Religious people, who may appear to be controlled or emotional, have their own perspectives on the priorities they give to their experience, belief, and faith, to their own practice or to the formal sanctions of others. While individuals may be lost in, or set against, a religious system, they have seldom just "thought up" for themselves what it is they believe; it must be "found" or received [14].

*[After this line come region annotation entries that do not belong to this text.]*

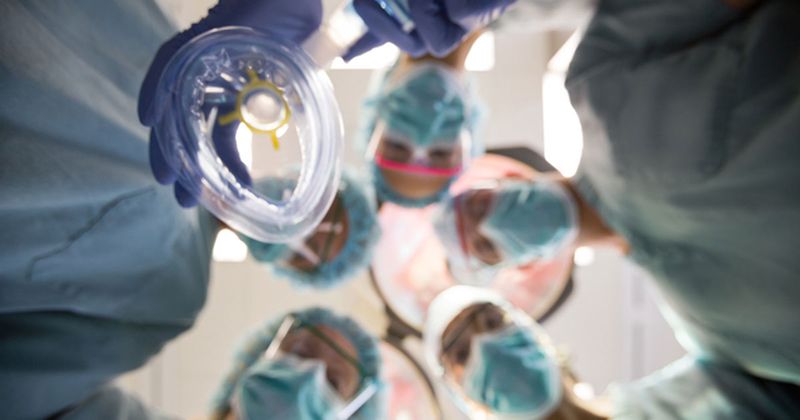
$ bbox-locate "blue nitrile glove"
[139,0,322,207]
[343,0,516,60]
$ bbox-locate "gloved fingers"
[211,108,253,186]
[137,23,205,127]
[175,182,200,209]
[353,0,425,55]
[148,130,178,185]
[342,31,386,61]
[408,0,467,57]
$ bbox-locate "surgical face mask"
[256,316,377,419]
[233,354,346,420]
[434,181,577,284]
[432,187,501,286]
[461,325,562,419]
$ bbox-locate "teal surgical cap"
[239,171,380,288]
[478,181,578,265]
[358,63,485,207]
[462,325,561,418]
[233,355,344,420]
[212,308,385,420]
[377,64,467,146]
[422,285,562,419]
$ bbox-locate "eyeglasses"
[288,196,345,268]
[367,122,471,177]
[264,315,378,419]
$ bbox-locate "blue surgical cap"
[239,171,380,288]
[377,64,467,147]
[478,181,578,265]
[422,285,562,418]
[211,307,385,420]
[462,325,561,418]
[357,63,485,207]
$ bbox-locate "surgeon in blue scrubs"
[0,0,321,419]
[404,0,800,418]
[566,0,800,418]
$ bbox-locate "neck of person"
[400,31,483,72]
[555,176,630,255]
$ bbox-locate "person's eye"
[474,236,495,255]
[455,346,469,365]
[381,141,411,162]
[290,340,313,358]
[326,372,343,392]
[428,149,453,166]
[486,313,503,330]
[466,190,492,222]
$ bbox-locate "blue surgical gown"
[0,0,216,419]
[566,0,800,414]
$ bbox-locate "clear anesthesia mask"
[148,1,418,243]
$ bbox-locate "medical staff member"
[239,170,381,288]
[0,0,321,419]
[566,0,800,418]
[355,32,483,207]
[390,0,800,418]
[423,286,601,419]
[211,307,386,420]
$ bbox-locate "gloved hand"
[139,0,322,207]
[343,0,516,60]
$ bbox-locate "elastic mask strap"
[375,155,461,177]
[317,202,344,264]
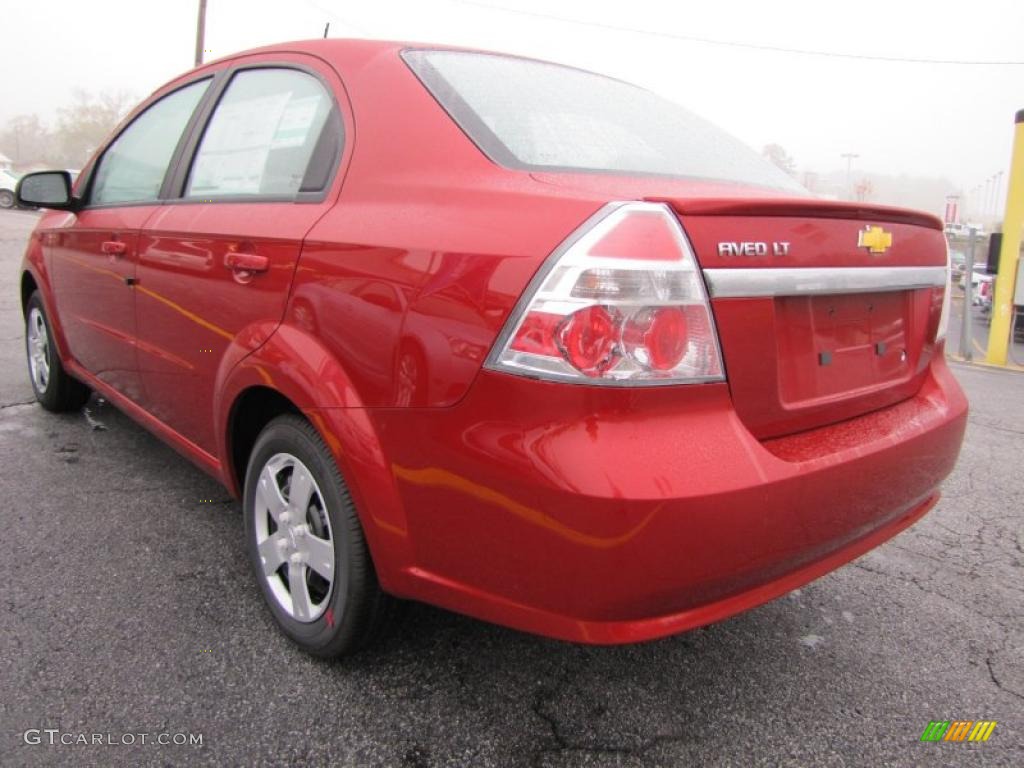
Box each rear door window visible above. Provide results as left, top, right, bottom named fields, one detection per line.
left=185, top=69, right=341, bottom=199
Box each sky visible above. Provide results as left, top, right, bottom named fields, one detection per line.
left=0, top=0, right=1024, bottom=214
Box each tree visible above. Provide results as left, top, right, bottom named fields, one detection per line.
left=0, top=115, right=55, bottom=167
left=53, top=89, right=135, bottom=168
left=761, top=144, right=797, bottom=177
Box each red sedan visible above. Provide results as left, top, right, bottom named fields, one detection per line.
left=18, top=40, right=967, bottom=656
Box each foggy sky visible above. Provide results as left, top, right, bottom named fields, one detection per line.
left=0, top=0, right=1024, bottom=208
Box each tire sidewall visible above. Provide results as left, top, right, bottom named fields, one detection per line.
left=243, top=417, right=354, bottom=655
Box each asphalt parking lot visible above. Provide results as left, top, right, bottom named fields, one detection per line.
left=0, top=211, right=1024, bottom=768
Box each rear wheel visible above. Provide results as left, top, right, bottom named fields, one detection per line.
left=244, top=416, right=397, bottom=657
left=25, top=291, right=89, bottom=412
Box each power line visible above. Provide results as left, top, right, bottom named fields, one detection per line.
left=451, top=0, right=1024, bottom=67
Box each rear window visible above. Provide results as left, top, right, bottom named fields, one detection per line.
left=402, top=50, right=806, bottom=194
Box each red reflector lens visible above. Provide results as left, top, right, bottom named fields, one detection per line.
left=509, top=312, right=562, bottom=357
left=623, top=306, right=688, bottom=371
left=588, top=213, right=681, bottom=261
left=558, top=306, right=622, bottom=376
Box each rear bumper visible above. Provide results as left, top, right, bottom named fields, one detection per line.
left=375, top=358, right=967, bottom=643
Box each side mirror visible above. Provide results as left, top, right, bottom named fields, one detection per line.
left=14, top=171, right=78, bottom=211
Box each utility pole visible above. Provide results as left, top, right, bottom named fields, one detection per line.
left=987, top=110, right=1024, bottom=366
left=196, top=0, right=206, bottom=67
left=840, top=152, right=860, bottom=200
left=959, top=226, right=978, bottom=362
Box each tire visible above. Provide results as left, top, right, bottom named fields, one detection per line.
left=243, top=416, right=398, bottom=658
left=25, top=291, right=89, bottom=413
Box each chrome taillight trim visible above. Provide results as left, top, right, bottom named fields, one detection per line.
left=703, top=266, right=947, bottom=299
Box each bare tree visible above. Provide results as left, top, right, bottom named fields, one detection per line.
left=761, top=144, right=797, bottom=178
left=0, top=115, right=55, bottom=166
left=53, top=89, right=135, bottom=168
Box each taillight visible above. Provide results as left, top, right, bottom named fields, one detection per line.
left=486, top=203, right=725, bottom=385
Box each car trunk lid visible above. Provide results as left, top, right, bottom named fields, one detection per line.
left=659, top=199, right=946, bottom=438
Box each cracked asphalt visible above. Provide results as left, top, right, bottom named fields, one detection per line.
left=0, top=211, right=1024, bottom=768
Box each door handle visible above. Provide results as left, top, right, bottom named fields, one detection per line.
left=224, top=251, right=270, bottom=272
left=99, top=240, right=128, bottom=256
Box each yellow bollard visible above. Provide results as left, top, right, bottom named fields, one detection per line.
left=987, top=110, right=1024, bottom=366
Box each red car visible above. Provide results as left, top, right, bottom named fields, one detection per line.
left=18, top=40, right=967, bottom=655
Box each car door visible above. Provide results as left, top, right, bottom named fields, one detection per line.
left=50, top=78, right=210, bottom=401
left=136, top=63, right=344, bottom=454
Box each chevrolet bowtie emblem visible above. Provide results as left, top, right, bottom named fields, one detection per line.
left=857, top=226, right=893, bottom=253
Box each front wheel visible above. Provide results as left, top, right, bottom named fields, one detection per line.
left=244, top=416, right=396, bottom=657
left=25, top=291, right=89, bottom=412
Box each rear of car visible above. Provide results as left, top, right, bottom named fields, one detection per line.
left=385, top=50, right=967, bottom=642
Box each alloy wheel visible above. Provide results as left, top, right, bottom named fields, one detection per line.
left=27, top=307, right=50, bottom=392
left=253, top=453, right=335, bottom=624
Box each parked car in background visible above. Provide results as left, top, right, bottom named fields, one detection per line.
left=18, top=40, right=967, bottom=656
left=0, top=169, right=17, bottom=208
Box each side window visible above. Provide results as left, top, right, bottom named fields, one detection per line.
left=90, top=80, right=210, bottom=205
left=185, top=69, right=341, bottom=198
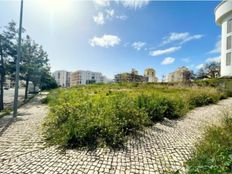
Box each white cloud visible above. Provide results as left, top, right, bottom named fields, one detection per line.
left=181, top=57, right=190, bottom=63
left=93, top=12, right=105, bottom=25
left=149, top=46, right=181, bottom=56
left=93, top=9, right=127, bottom=25
left=162, top=32, right=203, bottom=45
left=161, top=57, right=175, bottom=65
left=117, top=0, right=150, bottom=9
left=93, top=0, right=150, bottom=9
left=196, top=63, right=204, bottom=69
left=106, top=9, right=114, bottom=18
left=206, top=56, right=221, bottom=63
left=115, top=15, right=128, bottom=21
left=131, top=41, right=146, bottom=51
left=93, top=0, right=110, bottom=7
left=89, top=35, right=121, bottom=48
left=209, top=37, right=221, bottom=54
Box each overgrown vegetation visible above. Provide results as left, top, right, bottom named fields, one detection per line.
left=41, top=83, right=232, bottom=148
left=187, top=114, right=232, bottom=174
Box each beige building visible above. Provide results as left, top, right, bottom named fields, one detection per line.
left=53, top=70, right=70, bottom=88
left=166, top=67, right=189, bottom=82
left=144, top=68, right=158, bottom=82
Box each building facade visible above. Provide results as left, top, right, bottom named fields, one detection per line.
left=53, top=70, right=71, bottom=88
left=166, top=67, right=189, bottom=82
left=144, top=68, right=158, bottom=82
left=70, top=70, right=104, bottom=87
left=215, top=0, right=232, bottom=77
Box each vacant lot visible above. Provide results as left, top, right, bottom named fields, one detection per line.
left=44, top=83, right=230, bottom=148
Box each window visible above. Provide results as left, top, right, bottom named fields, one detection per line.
left=226, top=36, right=232, bottom=50
left=226, top=53, right=231, bottom=66
left=227, top=19, right=232, bottom=33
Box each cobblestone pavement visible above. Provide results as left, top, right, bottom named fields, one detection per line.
left=0, top=96, right=232, bottom=174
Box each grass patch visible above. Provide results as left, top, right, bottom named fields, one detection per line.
left=187, top=114, right=232, bottom=174
left=43, top=83, right=230, bottom=148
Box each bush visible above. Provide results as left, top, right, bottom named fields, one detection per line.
left=44, top=83, right=226, bottom=148
left=187, top=113, right=232, bottom=174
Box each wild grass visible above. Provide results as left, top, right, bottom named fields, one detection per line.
left=43, top=83, right=231, bottom=148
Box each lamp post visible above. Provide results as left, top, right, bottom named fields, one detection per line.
left=13, top=0, right=23, bottom=118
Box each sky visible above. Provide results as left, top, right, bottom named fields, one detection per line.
left=0, top=0, right=221, bottom=79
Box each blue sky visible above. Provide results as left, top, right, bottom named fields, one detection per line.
left=0, top=0, right=221, bottom=79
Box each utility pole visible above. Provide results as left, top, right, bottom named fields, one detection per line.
left=13, top=0, right=23, bottom=118
left=0, top=34, right=5, bottom=111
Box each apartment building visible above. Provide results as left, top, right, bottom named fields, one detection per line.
left=70, top=70, right=104, bottom=86
left=166, top=67, right=189, bottom=82
left=53, top=70, right=71, bottom=88
left=114, top=69, right=147, bottom=83
left=144, top=68, right=158, bottom=82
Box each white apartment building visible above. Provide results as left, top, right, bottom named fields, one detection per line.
left=53, top=70, right=70, bottom=88
left=70, top=70, right=104, bottom=87
left=215, top=0, right=232, bottom=77
left=166, top=67, right=189, bottom=82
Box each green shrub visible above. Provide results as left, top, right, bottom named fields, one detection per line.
left=187, top=113, right=232, bottom=174
left=188, top=88, right=221, bottom=109
left=43, top=83, right=226, bottom=148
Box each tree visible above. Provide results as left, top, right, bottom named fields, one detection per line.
left=0, top=21, right=17, bottom=111
left=197, top=62, right=220, bottom=79
left=205, top=62, right=220, bottom=78
left=40, top=67, right=58, bottom=90
left=183, top=70, right=195, bottom=83
left=21, top=35, right=48, bottom=99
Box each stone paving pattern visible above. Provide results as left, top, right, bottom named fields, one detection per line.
left=0, top=96, right=232, bottom=174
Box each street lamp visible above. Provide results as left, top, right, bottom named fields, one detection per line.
left=13, top=0, right=23, bottom=118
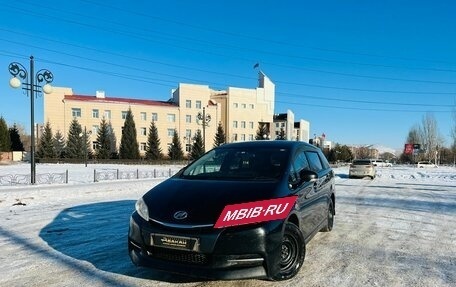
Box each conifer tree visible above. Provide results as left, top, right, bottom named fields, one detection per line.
left=190, top=130, right=205, bottom=159
left=95, top=117, right=111, bottom=159
left=54, top=131, right=65, bottom=158
left=214, top=122, right=226, bottom=147
left=168, top=130, right=184, bottom=160
left=119, top=108, right=139, bottom=159
left=37, top=121, right=55, bottom=158
left=146, top=121, right=162, bottom=160
left=0, top=117, right=11, bottom=152
left=9, top=124, right=24, bottom=151
left=108, top=122, right=119, bottom=158
left=65, top=118, right=86, bottom=159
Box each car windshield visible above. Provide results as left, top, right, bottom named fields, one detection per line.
left=181, top=147, right=289, bottom=180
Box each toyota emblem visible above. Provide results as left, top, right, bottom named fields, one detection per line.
left=174, top=210, right=188, bottom=220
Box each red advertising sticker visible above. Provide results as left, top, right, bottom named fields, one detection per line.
left=214, top=196, right=297, bottom=228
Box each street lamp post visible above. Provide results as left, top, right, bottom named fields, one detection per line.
left=196, top=107, right=211, bottom=151
left=79, top=126, right=92, bottom=167
left=8, top=56, right=54, bottom=184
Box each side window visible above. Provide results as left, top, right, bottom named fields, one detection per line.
left=319, top=152, right=330, bottom=169
left=288, top=151, right=309, bottom=182
left=306, top=151, right=323, bottom=172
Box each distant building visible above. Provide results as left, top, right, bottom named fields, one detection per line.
left=44, top=71, right=309, bottom=158
left=271, top=110, right=310, bottom=142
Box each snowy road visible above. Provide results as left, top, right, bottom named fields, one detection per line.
left=0, top=167, right=456, bottom=287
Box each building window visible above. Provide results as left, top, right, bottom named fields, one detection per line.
left=105, top=110, right=111, bottom=120
left=92, top=125, right=100, bottom=136
left=71, top=108, right=81, bottom=118
left=167, top=114, right=176, bottom=123
left=92, top=109, right=100, bottom=119
left=152, top=113, right=158, bottom=122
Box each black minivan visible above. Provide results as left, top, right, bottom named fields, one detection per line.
left=128, top=140, right=335, bottom=280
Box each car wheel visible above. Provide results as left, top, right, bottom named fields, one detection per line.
left=321, top=200, right=334, bottom=232
left=272, top=222, right=306, bottom=280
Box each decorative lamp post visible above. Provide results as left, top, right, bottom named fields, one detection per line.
left=79, top=126, right=92, bottom=167
left=8, top=56, right=54, bottom=184
left=196, top=107, right=211, bottom=151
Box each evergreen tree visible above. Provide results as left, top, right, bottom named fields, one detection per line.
left=0, top=117, right=11, bottom=152
left=37, top=121, right=55, bottom=158
left=276, top=128, right=287, bottom=140
left=168, top=130, right=184, bottom=160
left=9, top=124, right=25, bottom=151
left=119, top=108, right=139, bottom=159
left=146, top=121, right=162, bottom=160
left=214, top=122, right=226, bottom=147
left=95, top=117, right=111, bottom=159
left=65, top=118, right=86, bottom=159
left=190, top=130, right=205, bottom=159
left=108, top=122, right=119, bottom=158
left=255, top=123, right=268, bottom=141
left=54, top=131, right=65, bottom=158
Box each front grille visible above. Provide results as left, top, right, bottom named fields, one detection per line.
left=147, top=247, right=209, bottom=265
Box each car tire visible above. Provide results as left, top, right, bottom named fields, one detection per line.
left=272, top=222, right=306, bottom=281
left=321, top=200, right=335, bottom=232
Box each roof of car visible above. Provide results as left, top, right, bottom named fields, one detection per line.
left=219, top=140, right=317, bottom=150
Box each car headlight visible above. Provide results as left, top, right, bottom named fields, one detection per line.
left=135, top=197, right=149, bottom=221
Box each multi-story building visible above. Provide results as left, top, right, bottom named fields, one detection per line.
left=271, top=110, right=310, bottom=142
left=44, top=71, right=310, bottom=158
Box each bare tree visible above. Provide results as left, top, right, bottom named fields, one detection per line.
left=420, top=113, right=443, bottom=163
left=406, top=125, right=421, bottom=144
left=450, top=107, right=456, bottom=153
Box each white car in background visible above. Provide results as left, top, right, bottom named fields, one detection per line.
left=372, top=159, right=393, bottom=167
left=416, top=161, right=438, bottom=168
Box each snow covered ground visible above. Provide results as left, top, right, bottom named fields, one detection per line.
left=0, top=164, right=456, bottom=287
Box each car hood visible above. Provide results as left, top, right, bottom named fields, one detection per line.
left=143, top=178, right=280, bottom=225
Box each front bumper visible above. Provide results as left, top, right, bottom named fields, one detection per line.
left=128, top=212, right=283, bottom=279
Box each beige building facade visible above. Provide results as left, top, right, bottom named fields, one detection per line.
left=43, top=71, right=308, bottom=158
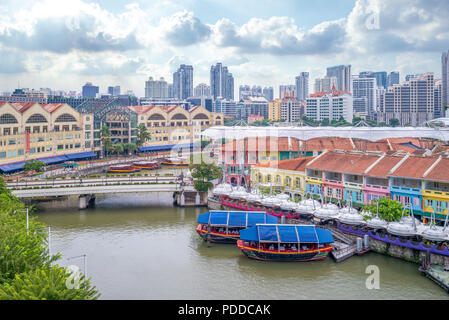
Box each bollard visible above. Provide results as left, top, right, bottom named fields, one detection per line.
left=363, top=234, right=369, bottom=249
left=357, top=238, right=363, bottom=252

So again it appears necessary that a reasoned faith, one which considers personal and institutional perspectives, is the best approach to religion. The essence of religion is the experience; one must share the experience to clearly understand or identify the nature of the incident. And we insist that understanding is a necessary part of a faith that remains vital. Cognitive rational explanations only go so far, but we expect them, at least to some degree, to give us security, assurance, and emotional stability. To use again the old example, those who have never fallen in love can talk about the phenomenon rationally but cannot "explain" or account for the emotion itself, the non-rational aspect of the experience and the sometimes strange behavior that accompanies it, until they experience the phenomenon for themselves. Bambi's lack of understanding and even rejection of the phenomenon in the Disney classic movie provides a good example. Once he, too, becomes "twitterpated," the confusion is removed. Afterwards, he can join others in the understanding, the rational discussion of the ineffable experience. Faith then, whether religious or scientific, must include the rational perspective about the truth of experience or the human interaction with reality becomes meaningless. But it is "faith" because we rely on some other source than our own senses to trust that the unseen reality exists.
Notes
1. Brown, 90.
2. Bouquet, 19-20.
3. Strunk, 196.
4. Whittaker, ix.
5. Whittaker, 3-4.
6. Strunk, 158-159.
7. Strunk 116.
8. Bregman 3.
9. Brown, 115.
10. Otto, 7.
11. Schleiermacher, 16.
12. Miller, 31.
13. Bouquet, 6.
14. Brown, 17.
Bibliography
Bouquet, A.C. Religious Experience: Its Nature, Types, and Validity. Westport, CT: Greenwood Press, Publ., 1968.
Bregman, Lucy. The Rediscovery of the Inner Experience. Chicago: Nelson Hall, 1982.
Brown, L.B. The Psychology of Religion. London: SPCK, 1988.
Miller, Ed. L. Believing in God: Readings on Faith and Reason. Upper Saddle River, NJ: Prentice-Hall, 1996.
Otto, Rudolf. The Idea of the Holy: An Inquiry into the Non- Rational Factor in the Idea of the Divine and its Relation to the Rational. John W. Harvey (transl). London: Oxford University Press, 1970.
Schleiermacher, Friedrich. On Religion: Speeches to its Cultured Despisers. John Oman (transl). New York: Harper and Brothers, Publ., 1958.
Strunk, Orlo (ed). Readings in the Psychology of Religion. New York: Abingdon Press, 1959.
Whittaker, John H. Matters of Faith and Matters of Principle: Religious Truth Claims and Their Logic. San Antonio, TX: Trinity University Press, 1981.